Assisi 2016




ASFA e Gruppo Famiglie del Buon Pastore: in cammino per gli ultimi


A piedi da Gubbio ad Assisi per solidarietà



50 pellegrini in cammino, 50 km a piedi per le strade dell’Umbria, 50 donatori di sangue ASFA con le loro famiglie in marcia verso Assisi. E’ questo numero che riassume l’iniziativa: “In cammino per gli ultimi verso Assisi”. Obiettivo: ripercorrere nell’ Anno della Misericordia l’antica via dei pellegrini per portare un sostegno economico da parte dei donatori ASFA, della Caritas e del Gruppo Famiglie della Parrocchia del Buon Pastore, alla Caritas di Assisi.

Partiti da Gubbio due giorni prima, i pellegrini lupatotini hanno raggiunto la Basilica di San Francesco domenica 5 giugno . «Lo spettacolare saliscendi sulle colline umbre non è stato un cammino tanto facile; le piogge di queste settimane, oltre ad aver ingrossato i corsi d’acqua, hanno reso il terreno pesante e fangoso», sostiene Francesco Gubiani, il più giovane donatore del gruppo. Continua: «Camminare a piedi sulle orme degli antichi pellegrini è stato un gesto importante e significativo perché ci ha estraniato dalla frenesia di tutti i giorni regalandoci una dimensione temporale particolare che ci ha permesso di dare maggior consapevolezza al nostro servizio di donatori di sangue».

L’idea è nata a seguito delle Missioni Popolari animate proprio dai Francescani che si sono tenute nel mese di marzo a San Giovanni Lupatoto. Nel corso di questa iniziativa, una pacifica invasione di religiosi ha inondato il paese rivitalizzando le attività delle comunità coinvolte. Ed è in questa cornice che è avvenuto l’incontro tra i donatori di sangue Asfa e Padre Stefano Tondelli, responsabile della Caritas di Assisi, che ha illustrato i bisogni e i servizi offerti da questa struttura.

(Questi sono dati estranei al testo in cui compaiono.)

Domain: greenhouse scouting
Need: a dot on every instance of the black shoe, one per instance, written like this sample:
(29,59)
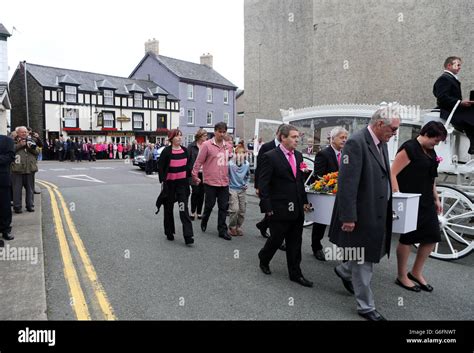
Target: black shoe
(373,315)
(319,254)
(347,284)
(225,236)
(265,268)
(425,287)
(8,236)
(413,288)
(263,230)
(303,281)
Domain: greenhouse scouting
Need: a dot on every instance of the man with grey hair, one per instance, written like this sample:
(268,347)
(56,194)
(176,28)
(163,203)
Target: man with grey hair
(23,169)
(327,161)
(362,216)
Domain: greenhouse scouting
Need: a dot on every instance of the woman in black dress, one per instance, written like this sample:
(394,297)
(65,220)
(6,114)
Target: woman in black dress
(414,170)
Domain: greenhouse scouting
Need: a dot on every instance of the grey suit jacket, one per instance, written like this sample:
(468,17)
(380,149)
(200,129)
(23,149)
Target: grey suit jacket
(363,197)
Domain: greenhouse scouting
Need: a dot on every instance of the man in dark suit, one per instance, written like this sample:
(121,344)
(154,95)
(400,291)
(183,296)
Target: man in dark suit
(326,161)
(263,224)
(447,90)
(283,199)
(362,218)
(7,157)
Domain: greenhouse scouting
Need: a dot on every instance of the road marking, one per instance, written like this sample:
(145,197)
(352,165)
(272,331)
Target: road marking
(97,287)
(99,291)
(82,177)
(79,302)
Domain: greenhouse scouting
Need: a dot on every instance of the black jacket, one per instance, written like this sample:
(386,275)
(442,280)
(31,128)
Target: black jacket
(164,163)
(264,149)
(280,191)
(447,91)
(7,157)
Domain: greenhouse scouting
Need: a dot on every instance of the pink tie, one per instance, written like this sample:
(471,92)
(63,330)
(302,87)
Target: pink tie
(292,161)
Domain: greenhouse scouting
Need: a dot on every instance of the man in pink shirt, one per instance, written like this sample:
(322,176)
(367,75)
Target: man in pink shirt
(213,157)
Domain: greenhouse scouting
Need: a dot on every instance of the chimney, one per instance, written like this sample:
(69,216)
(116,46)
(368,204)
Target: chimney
(206,59)
(152,46)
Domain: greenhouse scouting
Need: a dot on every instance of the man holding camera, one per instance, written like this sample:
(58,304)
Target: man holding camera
(23,169)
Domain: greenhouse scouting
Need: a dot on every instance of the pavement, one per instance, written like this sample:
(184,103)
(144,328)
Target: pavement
(22,277)
(147,277)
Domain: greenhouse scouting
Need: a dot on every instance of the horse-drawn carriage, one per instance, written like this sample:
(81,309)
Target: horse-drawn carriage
(455,183)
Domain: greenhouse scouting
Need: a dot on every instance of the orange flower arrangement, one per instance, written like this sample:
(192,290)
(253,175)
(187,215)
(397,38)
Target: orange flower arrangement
(326,184)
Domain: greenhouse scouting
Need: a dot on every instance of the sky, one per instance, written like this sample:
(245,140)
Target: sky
(108,37)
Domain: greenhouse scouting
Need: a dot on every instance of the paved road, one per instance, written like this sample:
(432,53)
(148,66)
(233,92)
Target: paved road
(145,276)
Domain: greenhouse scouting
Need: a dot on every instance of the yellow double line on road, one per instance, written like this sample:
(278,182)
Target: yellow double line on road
(79,302)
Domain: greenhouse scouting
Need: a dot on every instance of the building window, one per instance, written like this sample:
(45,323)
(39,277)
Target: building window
(137,121)
(190,92)
(226,97)
(161,102)
(71,118)
(209,94)
(138,100)
(209,118)
(109,119)
(190,115)
(71,94)
(108,97)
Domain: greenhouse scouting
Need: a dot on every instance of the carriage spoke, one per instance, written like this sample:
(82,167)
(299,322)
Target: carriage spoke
(464,215)
(451,208)
(456,236)
(449,241)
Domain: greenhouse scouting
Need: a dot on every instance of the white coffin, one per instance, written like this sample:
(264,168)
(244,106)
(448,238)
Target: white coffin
(323,205)
(405,209)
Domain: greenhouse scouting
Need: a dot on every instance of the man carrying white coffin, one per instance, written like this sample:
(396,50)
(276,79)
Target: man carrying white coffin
(362,216)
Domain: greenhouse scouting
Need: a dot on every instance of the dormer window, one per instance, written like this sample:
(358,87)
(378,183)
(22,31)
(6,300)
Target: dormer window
(138,100)
(108,97)
(71,94)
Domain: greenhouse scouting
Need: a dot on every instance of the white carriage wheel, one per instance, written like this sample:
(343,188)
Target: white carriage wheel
(456,225)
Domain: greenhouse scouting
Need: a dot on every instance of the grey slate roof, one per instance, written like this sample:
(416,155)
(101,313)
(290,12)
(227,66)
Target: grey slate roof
(88,81)
(3,31)
(192,71)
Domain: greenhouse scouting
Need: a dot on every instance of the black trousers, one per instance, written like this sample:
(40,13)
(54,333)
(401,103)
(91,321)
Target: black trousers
(5,209)
(221,194)
(317,235)
(197,196)
(28,182)
(178,191)
(291,232)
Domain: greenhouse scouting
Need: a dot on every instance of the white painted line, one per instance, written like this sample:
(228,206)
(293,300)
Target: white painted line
(82,177)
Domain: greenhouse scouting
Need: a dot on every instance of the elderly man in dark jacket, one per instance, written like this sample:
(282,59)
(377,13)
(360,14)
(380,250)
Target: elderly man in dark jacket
(362,216)
(7,156)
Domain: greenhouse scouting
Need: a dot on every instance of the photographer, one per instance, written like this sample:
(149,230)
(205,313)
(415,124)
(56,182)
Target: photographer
(23,169)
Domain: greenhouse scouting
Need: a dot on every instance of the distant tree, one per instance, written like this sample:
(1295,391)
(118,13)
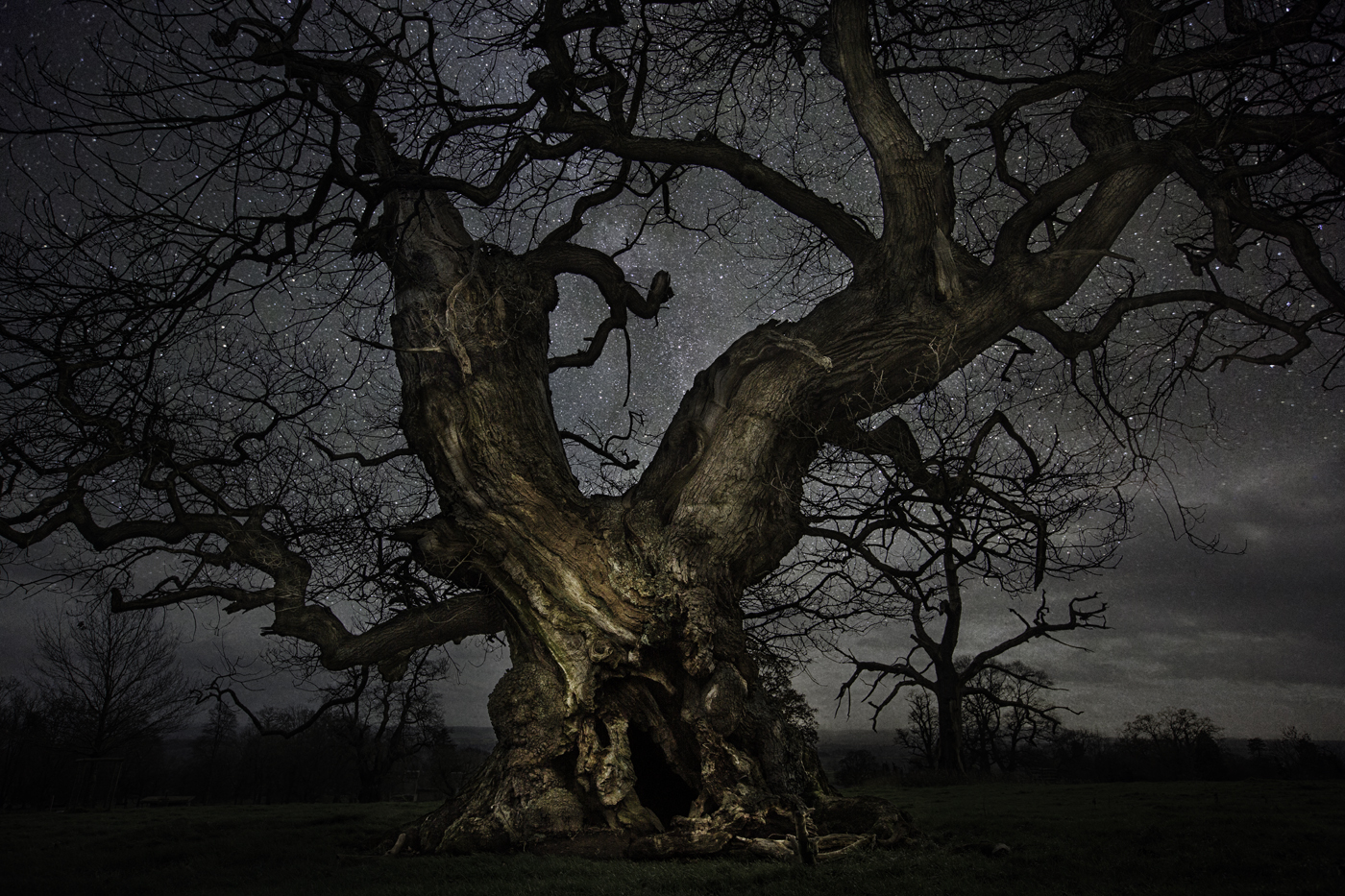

«Nella Basilica l’incontro con Padre Stefano Tondelli è stato un momento speciale», racconta Alessandro Toaiari, vicepresidente Asfa e accompagnatore del gruppo di pellegrini. «Sono stati consegnati alla Caritas di Assisi una parte dei contributi che Asfa riceve dal Servizio Sanitario Nazionale per ogni sacca di sangue donata e una somma di denaro donata dalla Caritas di San Giovanni Lupatoto e dalle famiglie partecipanti. Creare questo rapporto di solidarietà tra Verona ed Assisi è stato per noi naturale: nell’Anno Giubilare della Misericordia, indetto da Papa Francesco, era importante creare un momento particolare che rafforzasse il legame con il Santo a cui ci ispiriamo e alla sua terra, dato che ASFA significa proprio Associazione San Francesco d’Assisi e il nostro fondatore Gino Chiumenti era un terziario francescano».

Il contributo di Asfa, della Caritas e del Gruppo Famiglie del Buon Pastore verrà utilizzato per il Centro di prima accoglienza “Casa Papa Francesco” di Santa Maria degli Angeli, che oltre ad offrire un servizio mensa per persone in difficoltà, mette a disposizione 20 posti letto per persone senza fissa dimora, e per la Casa per donne in difficoltà “La Madonnina” di recente apertura. Il Santo Padre nella sua ultima visita ad Assisi ha proprio voluto fermarsi con gli ospiti di queste strutture condividendo insieme il momento del pasto.

Visitando Assisi molte sono state le occasioni, per il gruppo, di incontro con Frati e Suore che hanno partecipato alle Missioni Popolari: Nicoletta, Emanuele, Dante, Tatiana, Yuri, Maria Stella, Massimo e altri ancora. Momenti particolari sono stati la consacrazione dei bambini in Porziuncola con Frate Lorenzo e l’incontro dei giovani con Suor Marcella e Frate Francesco Pio.
«E’ stato un momento emozionante ricambiare in ‘casa nostra’ l’accoglienza che abbiamo ricevuto a San Giovanni Lupatoto. Un particolare ringraziamento va alle famiglie e ai donatori ASFA della parrocchia del Buon Pastore: il dono diventa occasione di legame e di incontro», ammette sorridendo Padre Stefano Tondelli.